Is weaning on your radar?

It is, and it isn't. Having a kiddo over 1 who eats a good amount of solid food these days makes me realize that the end to our nursing days will come before I realize it, but breastfeeding is going so well for us that I don't really have any kind of "end date" in mind. Until it becomes more of a chore than a positive thing for us, we'll just keep truckin' until he's ready to be done. We still generally nurse "on demand" (so no set schedule) but with limits if I'm in the middle of something or he *just* had milk or is too wound up to nurse more than a few seconds over and over. It works for us. We compromise and respect each other. It's really been quite wonderful to watch that relationship evolve.
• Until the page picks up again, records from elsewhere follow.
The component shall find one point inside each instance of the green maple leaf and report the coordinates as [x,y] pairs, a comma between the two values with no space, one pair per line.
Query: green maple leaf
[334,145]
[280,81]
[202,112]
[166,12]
Any advice for new nursing moms?

It gets easier, and there is help out there to assist you in meeting your personal breastfeeding goals--whatever they may be! I often laugh when Max nurses now in the strangest positions (Upside down? Downward facing dog nursing? Sure! Must have been all that prenatal yoga ;) ) because I think back to the early days of breastfeeding when all the pillows had to be arranged just so, and he had to be held in the perfect position to latch, and I had to help him get on the breast and hold everything in place to keep him there until he was done, and then start the whole process again to switch sides. I think people mean well in talking about how hard it can be (so if it doesn't come easily to you, you don't feel alone), but I think it can be discouraging and make you second-guess yourself. Culturally, breastfeeding past the first few months is still not very common in the US and is often not very visible (with the expectation that women should nurse "privately", if there are women breastfeeding older babies and toddlers, they are rarely seen doing so). I've seen multiple references to anthropological studies that have found that, globally, the range for human weaning is between the ages of 2 and 7 years old. What we consider to be the "appropriate" age for weaning is culturally constructed, not biologically driven, so I think that's important to keep in mind when considering your breastfeeding goals. I know there are many women who are very ready to be done at 6m or a year or some other "specific" time, and that is perfectly fine. Breastfeeding is a relationship, and all involved parties need to be happy with the situation. But if you want to nurse longer than the "norm", you're not a weirdo. Your kid won't be a weirdo. You won't be nursing your child as he or she goes off to college. Really. Find other moms with similar goals and support each other.